We assume that Bajtek can only heap up snow drifts at integer coordinates.
The first line of input contains a single integer n (1 ≤ n ≤ 100) — the number of snow drifts. Each of the following n lines contains two integers xi and yi (1 ≤ xi, yi ≤ 1000) — the coordinates of the i-th snow drift.
Note that the north direction coinсides with the direction of Oy axis, so the east direction coinсides with the direction of the Ox axis.

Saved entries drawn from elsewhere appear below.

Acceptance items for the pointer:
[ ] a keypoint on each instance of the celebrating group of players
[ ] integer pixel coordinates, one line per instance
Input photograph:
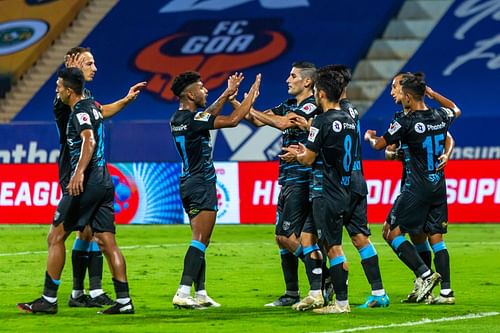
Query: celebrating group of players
(323, 187)
(321, 176)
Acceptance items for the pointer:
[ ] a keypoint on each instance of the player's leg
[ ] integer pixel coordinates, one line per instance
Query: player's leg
(202, 223)
(202, 227)
(79, 261)
(47, 303)
(118, 268)
(410, 216)
(313, 259)
(437, 226)
(356, 223)
(97, 295)
(289, 247)
(98, 203)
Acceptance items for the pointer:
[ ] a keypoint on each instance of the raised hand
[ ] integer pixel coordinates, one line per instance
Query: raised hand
(135, 90)
(74, 60)
(369, 134)
(233, 83)
(254, 90)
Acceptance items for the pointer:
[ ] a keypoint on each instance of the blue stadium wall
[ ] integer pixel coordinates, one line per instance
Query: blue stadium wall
(158, 39)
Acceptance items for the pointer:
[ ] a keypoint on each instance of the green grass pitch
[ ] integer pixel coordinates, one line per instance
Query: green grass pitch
(243, 273)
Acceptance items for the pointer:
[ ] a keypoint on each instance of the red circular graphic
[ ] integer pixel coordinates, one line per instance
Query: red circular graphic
(126, 196)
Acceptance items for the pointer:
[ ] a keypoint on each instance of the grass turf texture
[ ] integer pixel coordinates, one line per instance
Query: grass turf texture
(243, 273)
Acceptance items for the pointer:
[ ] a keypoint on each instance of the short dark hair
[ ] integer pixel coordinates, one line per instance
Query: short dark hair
(77, 49)
(331, 82)
(183, 80)
(72, 78)
(342, 70)
(307, 69)
(414, 85)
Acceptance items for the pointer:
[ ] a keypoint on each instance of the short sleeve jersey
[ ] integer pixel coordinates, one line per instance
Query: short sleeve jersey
(61, 115)
(86, 115)
(294, 172)
(358, 182)
(422, 135)
(398, 115)
(190, 131)
(333, 137)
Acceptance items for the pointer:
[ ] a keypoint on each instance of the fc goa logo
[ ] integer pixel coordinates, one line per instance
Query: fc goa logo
(230, 46)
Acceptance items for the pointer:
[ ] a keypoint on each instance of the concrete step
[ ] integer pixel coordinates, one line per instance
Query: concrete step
(409, 29)
(377, 69)
(393, 49)
(424, 9)
(366, 90)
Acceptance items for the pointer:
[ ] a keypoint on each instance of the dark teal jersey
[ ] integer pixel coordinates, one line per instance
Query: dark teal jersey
(422, 135)
(333, 138)
(295, 173)
(192, 140)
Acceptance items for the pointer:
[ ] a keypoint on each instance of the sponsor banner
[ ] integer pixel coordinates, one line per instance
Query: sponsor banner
(145, 193)
(228, 196)
(473, 190)
(470, 30)
(27, 28)
(259, 191)
(36, 142)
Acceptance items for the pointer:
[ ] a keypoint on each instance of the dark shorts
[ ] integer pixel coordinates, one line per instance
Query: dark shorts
(96, 209)
(329, 219)
(197, 196)
(355, 220)
(67, 211)
(309, 226)
(415, 215)
(292, 210)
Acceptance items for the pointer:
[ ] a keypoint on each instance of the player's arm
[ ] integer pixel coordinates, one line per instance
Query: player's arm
(394, 153)
(305, 156)
(449, 144)
(109, 110)
(250, 115)
(300, 122)
(443, 101)
(376, 142)
(75, 186)
(237, 115)
(232, 89)
(271, 119)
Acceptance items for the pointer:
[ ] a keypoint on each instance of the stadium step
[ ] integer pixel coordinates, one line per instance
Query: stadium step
(35, 77)
(388, 55)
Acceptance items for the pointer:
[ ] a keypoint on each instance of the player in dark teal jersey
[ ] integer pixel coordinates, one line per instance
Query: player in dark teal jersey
(421, 207)
(92, 191)
(190, 130)
(395, 151)
(356, 220)
(295, 234)
(331, 141)
(86, 254)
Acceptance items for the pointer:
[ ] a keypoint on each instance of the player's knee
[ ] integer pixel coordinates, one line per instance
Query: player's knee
(359, 241)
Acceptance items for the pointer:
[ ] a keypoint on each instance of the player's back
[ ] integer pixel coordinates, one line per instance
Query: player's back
(424, 140)
(192, 140)
(337, 138)
(358, 182)
(86, 115)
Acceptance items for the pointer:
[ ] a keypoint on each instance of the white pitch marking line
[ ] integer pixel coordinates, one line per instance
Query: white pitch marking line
(416, 323)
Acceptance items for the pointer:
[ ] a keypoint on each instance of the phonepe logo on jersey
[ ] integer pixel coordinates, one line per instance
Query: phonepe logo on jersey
(216, 49)
(28, 154)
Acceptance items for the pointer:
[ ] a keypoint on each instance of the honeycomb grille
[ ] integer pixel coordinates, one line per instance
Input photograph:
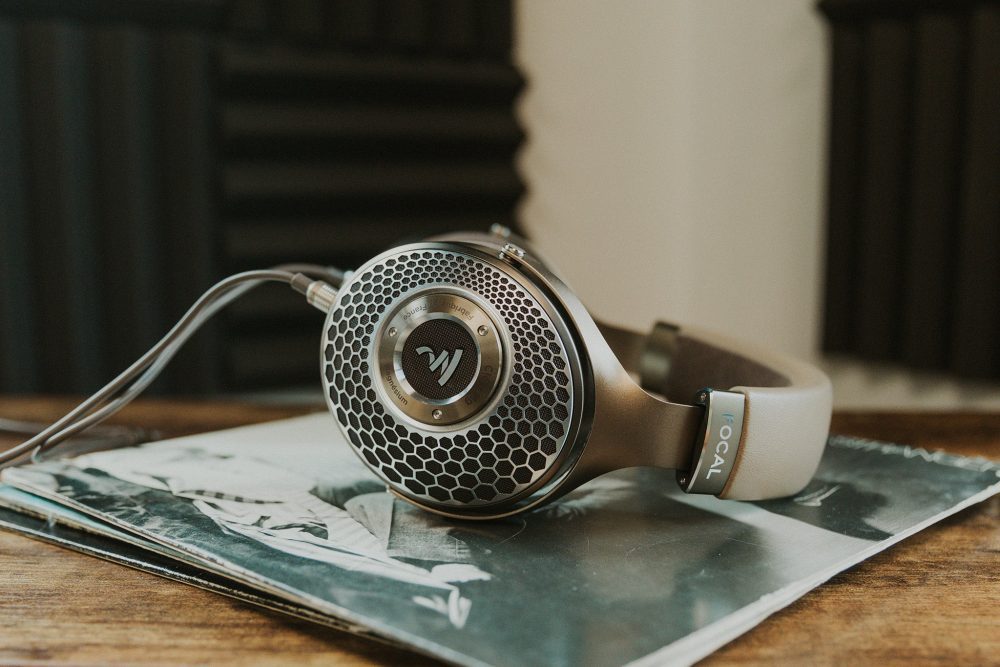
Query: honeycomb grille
(495, 456)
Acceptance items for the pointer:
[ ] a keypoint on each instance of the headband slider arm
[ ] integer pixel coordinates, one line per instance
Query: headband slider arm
(717, 444)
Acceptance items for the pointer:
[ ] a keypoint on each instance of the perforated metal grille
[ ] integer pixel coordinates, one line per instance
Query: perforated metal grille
(494, 456)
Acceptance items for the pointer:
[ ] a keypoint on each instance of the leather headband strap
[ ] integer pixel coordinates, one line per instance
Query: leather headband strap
(787, 403)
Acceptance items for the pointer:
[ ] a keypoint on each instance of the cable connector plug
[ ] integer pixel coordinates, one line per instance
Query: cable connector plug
(320, 294)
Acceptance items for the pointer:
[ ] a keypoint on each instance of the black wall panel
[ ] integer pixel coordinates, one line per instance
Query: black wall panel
(151, 147)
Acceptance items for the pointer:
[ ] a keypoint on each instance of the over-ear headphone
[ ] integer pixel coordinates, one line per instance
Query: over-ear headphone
(471, 380)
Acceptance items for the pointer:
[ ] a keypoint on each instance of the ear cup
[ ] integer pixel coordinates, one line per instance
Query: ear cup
(452, 375)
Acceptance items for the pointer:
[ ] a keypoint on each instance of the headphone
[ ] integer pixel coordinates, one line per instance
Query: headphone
(473, 382)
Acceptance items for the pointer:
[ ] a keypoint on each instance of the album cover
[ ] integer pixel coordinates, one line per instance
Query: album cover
(106, 543)
(626, 569)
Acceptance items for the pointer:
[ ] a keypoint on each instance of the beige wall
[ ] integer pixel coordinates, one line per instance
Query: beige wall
(674, 165)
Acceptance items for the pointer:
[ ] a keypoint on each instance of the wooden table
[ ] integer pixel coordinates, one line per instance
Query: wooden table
(933, 598)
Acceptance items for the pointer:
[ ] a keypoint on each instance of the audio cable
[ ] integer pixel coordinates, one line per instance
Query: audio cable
(317, 283)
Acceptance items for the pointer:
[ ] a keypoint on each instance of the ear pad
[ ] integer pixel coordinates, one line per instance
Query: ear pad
(453, 376)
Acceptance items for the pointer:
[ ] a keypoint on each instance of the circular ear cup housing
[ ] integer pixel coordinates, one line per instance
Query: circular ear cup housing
(520, 433)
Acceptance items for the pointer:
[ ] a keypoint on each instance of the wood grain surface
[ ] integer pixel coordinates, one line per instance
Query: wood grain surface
(934, 598)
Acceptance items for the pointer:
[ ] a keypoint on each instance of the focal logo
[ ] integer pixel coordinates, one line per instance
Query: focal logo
(722, 446)
(439, 359)
(446, 361)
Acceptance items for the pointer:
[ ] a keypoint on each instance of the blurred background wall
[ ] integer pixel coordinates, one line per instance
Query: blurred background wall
(677, 167)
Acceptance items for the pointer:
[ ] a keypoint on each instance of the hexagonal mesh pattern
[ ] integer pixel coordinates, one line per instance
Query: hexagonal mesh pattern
(499, 454)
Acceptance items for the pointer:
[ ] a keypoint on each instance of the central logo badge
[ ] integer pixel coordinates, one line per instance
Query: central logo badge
(445, 361)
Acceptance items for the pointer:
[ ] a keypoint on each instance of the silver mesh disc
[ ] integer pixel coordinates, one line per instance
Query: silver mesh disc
(487, 459)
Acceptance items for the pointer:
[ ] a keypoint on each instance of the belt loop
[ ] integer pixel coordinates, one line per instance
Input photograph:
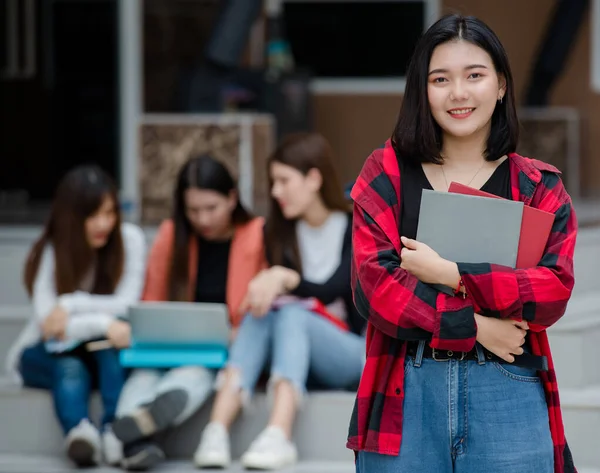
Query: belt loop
(480, 354)
(419, 355)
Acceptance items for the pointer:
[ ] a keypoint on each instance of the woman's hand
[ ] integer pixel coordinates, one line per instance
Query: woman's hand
(426, 265)
(266, 287)
(54, 325)
(503, 337)
(262, 291)
(119, 334)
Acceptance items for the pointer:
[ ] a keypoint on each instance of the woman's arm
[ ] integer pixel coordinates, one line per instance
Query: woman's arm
(129, 289)
(44, 297)
(396, 302)
(538, 295)
(88, 326)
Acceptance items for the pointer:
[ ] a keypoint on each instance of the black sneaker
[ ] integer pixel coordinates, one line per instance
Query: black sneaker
(151, 418)
(142, 456)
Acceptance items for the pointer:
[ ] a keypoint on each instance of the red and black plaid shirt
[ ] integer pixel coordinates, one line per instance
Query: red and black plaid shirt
(399, 307)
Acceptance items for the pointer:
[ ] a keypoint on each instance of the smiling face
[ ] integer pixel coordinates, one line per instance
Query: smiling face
(463, 88)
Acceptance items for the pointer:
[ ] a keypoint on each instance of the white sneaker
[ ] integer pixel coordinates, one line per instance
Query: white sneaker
(213, 450)
(270, 451)
(83, 444)
(112, 447)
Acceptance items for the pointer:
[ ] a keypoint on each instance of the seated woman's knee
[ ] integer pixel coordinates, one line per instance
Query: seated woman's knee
(292, 317)
(70, 367)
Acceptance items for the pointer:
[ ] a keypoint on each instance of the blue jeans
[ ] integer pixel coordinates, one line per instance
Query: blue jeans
(297, 342)
(71, 378)
(469, 417)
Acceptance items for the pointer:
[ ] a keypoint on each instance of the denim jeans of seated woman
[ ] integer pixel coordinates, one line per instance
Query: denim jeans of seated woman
(71, 378)
(297, 342)
(469, 416)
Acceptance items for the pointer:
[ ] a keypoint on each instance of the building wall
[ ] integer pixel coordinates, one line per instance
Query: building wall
(356, 124)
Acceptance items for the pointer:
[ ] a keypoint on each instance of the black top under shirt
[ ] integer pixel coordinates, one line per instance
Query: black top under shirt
(211, 278)
(413, 180)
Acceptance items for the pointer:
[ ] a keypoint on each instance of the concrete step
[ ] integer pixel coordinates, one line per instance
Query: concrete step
(575, 339)
(320, 432)
(581, 417)
(54, 464)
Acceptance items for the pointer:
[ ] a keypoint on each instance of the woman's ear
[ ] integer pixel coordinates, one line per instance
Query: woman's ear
(501, 87)
(315, 179)
(233, 199)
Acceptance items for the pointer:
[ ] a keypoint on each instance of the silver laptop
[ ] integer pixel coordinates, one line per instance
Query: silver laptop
(179, 323)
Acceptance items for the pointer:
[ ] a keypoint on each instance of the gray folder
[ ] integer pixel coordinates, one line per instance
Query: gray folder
(470, 229)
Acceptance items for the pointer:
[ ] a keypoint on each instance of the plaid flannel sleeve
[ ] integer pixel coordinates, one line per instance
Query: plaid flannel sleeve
(397, 303)
(538, 295)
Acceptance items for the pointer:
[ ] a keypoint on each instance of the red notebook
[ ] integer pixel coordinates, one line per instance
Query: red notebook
(535, 228)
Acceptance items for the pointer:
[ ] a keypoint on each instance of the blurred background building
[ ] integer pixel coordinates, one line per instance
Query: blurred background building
(138, 85)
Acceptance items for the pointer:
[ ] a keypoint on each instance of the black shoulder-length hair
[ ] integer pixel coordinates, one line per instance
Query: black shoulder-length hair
(417, 137)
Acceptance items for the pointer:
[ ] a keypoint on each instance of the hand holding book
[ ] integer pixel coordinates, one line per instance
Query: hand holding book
(427, 265)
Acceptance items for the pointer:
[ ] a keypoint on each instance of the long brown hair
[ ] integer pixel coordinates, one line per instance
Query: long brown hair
(79, 195)
(302, 151)
(201, 172)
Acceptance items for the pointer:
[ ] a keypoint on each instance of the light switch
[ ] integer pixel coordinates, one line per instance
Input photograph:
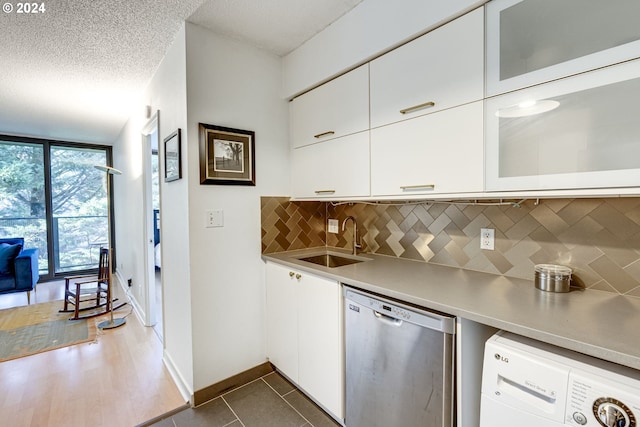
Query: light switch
(214, 218)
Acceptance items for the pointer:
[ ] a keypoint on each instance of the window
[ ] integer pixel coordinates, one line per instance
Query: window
(51, 194)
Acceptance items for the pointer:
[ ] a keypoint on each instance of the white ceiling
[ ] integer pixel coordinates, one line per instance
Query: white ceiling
(74, 71)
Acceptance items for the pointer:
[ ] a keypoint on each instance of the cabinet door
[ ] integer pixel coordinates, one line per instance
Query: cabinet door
(336, 168)
(337, 108)
(578, 132)
(436, 153)
(534, 41)
(321, 363)
(439, 70)
(282, 319)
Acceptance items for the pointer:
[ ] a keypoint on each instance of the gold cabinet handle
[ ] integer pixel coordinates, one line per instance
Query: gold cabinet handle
(417, 187)
(320, 135)
(418, 107)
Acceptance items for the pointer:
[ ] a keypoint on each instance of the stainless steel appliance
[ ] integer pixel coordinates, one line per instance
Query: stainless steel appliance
(399, 364)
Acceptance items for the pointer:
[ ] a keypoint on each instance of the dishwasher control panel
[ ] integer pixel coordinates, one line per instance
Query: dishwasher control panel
(401, 312)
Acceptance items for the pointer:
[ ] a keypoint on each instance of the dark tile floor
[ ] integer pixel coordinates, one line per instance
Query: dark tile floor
(270, 401)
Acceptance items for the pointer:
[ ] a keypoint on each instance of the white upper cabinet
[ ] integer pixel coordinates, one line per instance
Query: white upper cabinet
(332, 169)
(337, 108)
(433, 154)
(580, 132)
(535, 41)
(439, 70)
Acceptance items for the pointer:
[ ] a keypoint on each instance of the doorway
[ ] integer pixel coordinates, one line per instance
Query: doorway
(152, 220)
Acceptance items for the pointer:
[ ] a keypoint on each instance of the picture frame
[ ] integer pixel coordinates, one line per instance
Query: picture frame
(173, 156)
(227, 156)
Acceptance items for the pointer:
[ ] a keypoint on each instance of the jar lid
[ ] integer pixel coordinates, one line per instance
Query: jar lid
(553, 270)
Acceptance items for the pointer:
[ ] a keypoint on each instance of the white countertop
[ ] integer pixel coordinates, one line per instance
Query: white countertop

All snow drift's locations are distinct.
Output the minimal number of snow drifts that need to be created in order for Bajtek to be able to reach any snow drift from any other one.
2 2 1 1 2
1
2 2 1 4 1
0
【题意】
给出n个点的横、纵坐标(在一条直线上的可以相互到达),问至少再加几个点可以使得所有的点之间可以通过上下左右走互相到达,(拐点上必须有“点”)
【分析】
若两个点横坐标或者纵坐标相同,两点间连一条边 通过dfs统计连通块的个数
假设处理完后有t个缩点,只需t-1条边就可将其变成一个缩点。故答案为t-1.
当然并查集也是可以的,但dfs更轻便
【代码】
#include<cstdio>
#include<cstring>
#include<iostream>
using namespace std;
typedef pair<int,int> pir;
const int N=105;
int n,ans;pir e[N];bool vis[N],g[N][N];
void dfs(int x){
vis[x]=1;
for(int j=1;j<=n;j++){
if(!vis[j]&&g[x][j]){
dfs(j);
}
}
}
#define x first
#define y second
inline void Solve(){
for(int i=1;i<=n;i++){
for(int j=1;j<i;j++){
if(e[i].x==e[j].x||e[i].y==e[j].y){
g[i][j]=g[j][i]=1;
}
}
}
for(int i=1;i<=n;i++) if(!vis[i]) dfs(i),ans++;
printf("%d",ans-1);
}
inline void Init(){
scanf("%d",&n);
for(int i=1;i<=n;i++) scanf("%d%d",&e[i].x,&e[i].y);
}
int main(){
Init();
Solve();
return 0;
}